He’s not the messiah, etc

With yer Radcliffes and yer Grints of this world growing up into not-quite-as-rubbish actors in the cash machine that I am legally obliged to call the Potter phenomenon, there’s a new set of kids on the block. No, not the tedious Narnia tosh again, at least not yet; now we’ve got the parallel world of Philip Pullman’s His Dark Materials trilogy, as realised in The Golden Compass (Northern Lights being too subtle a title for the U. S. of etc., or maybe they were worried about possible confusion with the 1985 “Canadian supergroup” of the same name).

I do read books, honestly, but I haven’t read Northern Lights. I may get round to it some day, since I have a soft spot for the parallel universe/alternate history genre. However, I suspect that day should have been before yesterday, when I saw the film along with Chris, Melanie, Louise and Mikey.

Unlike JK’s oeuvre, not I understand deeply troubled by the wonders of a multi-layered storyline, there’s a well-known religious allegory in Pullman’s work. And, praise be to Dawkins, it’s not the CS Lewis perspective of magically resurrecting lions seducing buck-toothed children through the preaching of dental treatment or whatever it was. Here we’ve got talking animal demons and a good old adventure romp for the kids, with the talky intrigue and allegory to keep the sniffy grown-ups amused.
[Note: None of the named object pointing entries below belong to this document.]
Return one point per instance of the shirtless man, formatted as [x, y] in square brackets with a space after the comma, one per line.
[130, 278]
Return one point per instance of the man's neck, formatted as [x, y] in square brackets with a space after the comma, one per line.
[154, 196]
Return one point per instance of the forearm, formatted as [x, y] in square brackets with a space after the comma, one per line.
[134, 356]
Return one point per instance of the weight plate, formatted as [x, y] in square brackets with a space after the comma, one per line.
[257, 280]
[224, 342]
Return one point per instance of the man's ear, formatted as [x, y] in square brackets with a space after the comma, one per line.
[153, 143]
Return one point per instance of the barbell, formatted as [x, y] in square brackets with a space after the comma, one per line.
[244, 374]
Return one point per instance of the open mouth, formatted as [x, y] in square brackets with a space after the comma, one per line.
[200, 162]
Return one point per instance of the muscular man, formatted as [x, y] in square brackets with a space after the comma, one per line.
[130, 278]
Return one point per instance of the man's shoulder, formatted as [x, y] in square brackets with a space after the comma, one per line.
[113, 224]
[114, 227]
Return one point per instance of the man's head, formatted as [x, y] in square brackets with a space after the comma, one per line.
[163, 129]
But there are flaws in the film: kids, dialogue, pacing. The kid problem is the usual one: I don’t think there’s a convincing British child actor under 13. We don’t have any Dakota Fannings or Haley Joel Osments, sadly. The lead actor, Dakota Blue Richards (what’s with all the Dakotas?), isn’t bad but isn’t that great either.
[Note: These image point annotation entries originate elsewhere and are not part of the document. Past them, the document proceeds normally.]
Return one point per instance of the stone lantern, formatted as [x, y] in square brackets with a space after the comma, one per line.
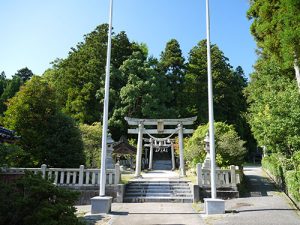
[206, 164]
[109, 160]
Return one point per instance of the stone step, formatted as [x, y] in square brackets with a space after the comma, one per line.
[158, 199]
[157, 186]
[135, 194]
[145, 183]
[157, 191]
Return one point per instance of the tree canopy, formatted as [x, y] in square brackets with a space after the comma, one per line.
[47, 135]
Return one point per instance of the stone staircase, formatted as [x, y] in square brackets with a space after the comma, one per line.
[162, 164]
[158, 191]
The dialogue is generally OK, but every now and then it goes a bit Basil Exposition. And I think it does so because they wanted to keep the pace up: cutting the “boring bits” to the bone to keep the running time under two hours. That being, I presume, the maximum time between toilet visits for overexcited preteens. Consequently the film feels a little rushed.

In the cinema I was pleased to note the general absence of noisy kids. Only one screamer dragged out temporarily by a harassed parental unit, but then I too would have been scared aged fourish by the sight of armoured polar bears yards from a front row seat. I did hear a constant subdued commentary from some mini-Motty girls old enough to know better in the row behind us, though it was not enough to rouse me from my traditional British reserve.
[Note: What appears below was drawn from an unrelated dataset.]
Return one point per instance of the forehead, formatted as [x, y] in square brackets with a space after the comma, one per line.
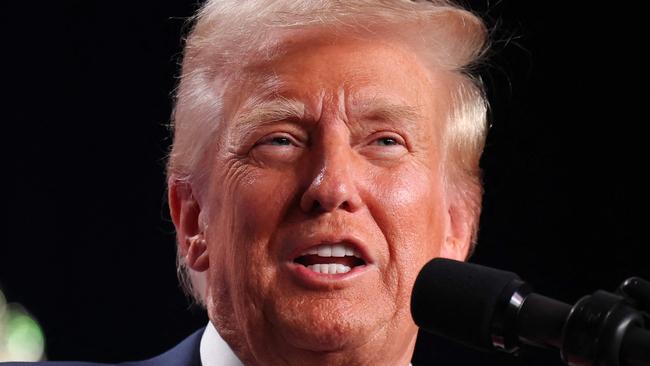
[355, 73]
As is now apparently law for all film trilogies, there’s an appearance by Christopher Lee. Bizarrely only a single line. I don’t believe he was CGI, though as Mikey said, they’ve probably scanned every inch of him in case he’s, er, corporeally unavailable for sequels.

Though not confirmed, I assume this film will be followed up with adaptations of the other two books. It’s interesting and exciting enough to earn back its $180 million budget (Charlie Chaplin used to make his films alone, you know, for a farthing and a bowl of porridge). And I’d like to see what happens next. Or maybe I should just read the books?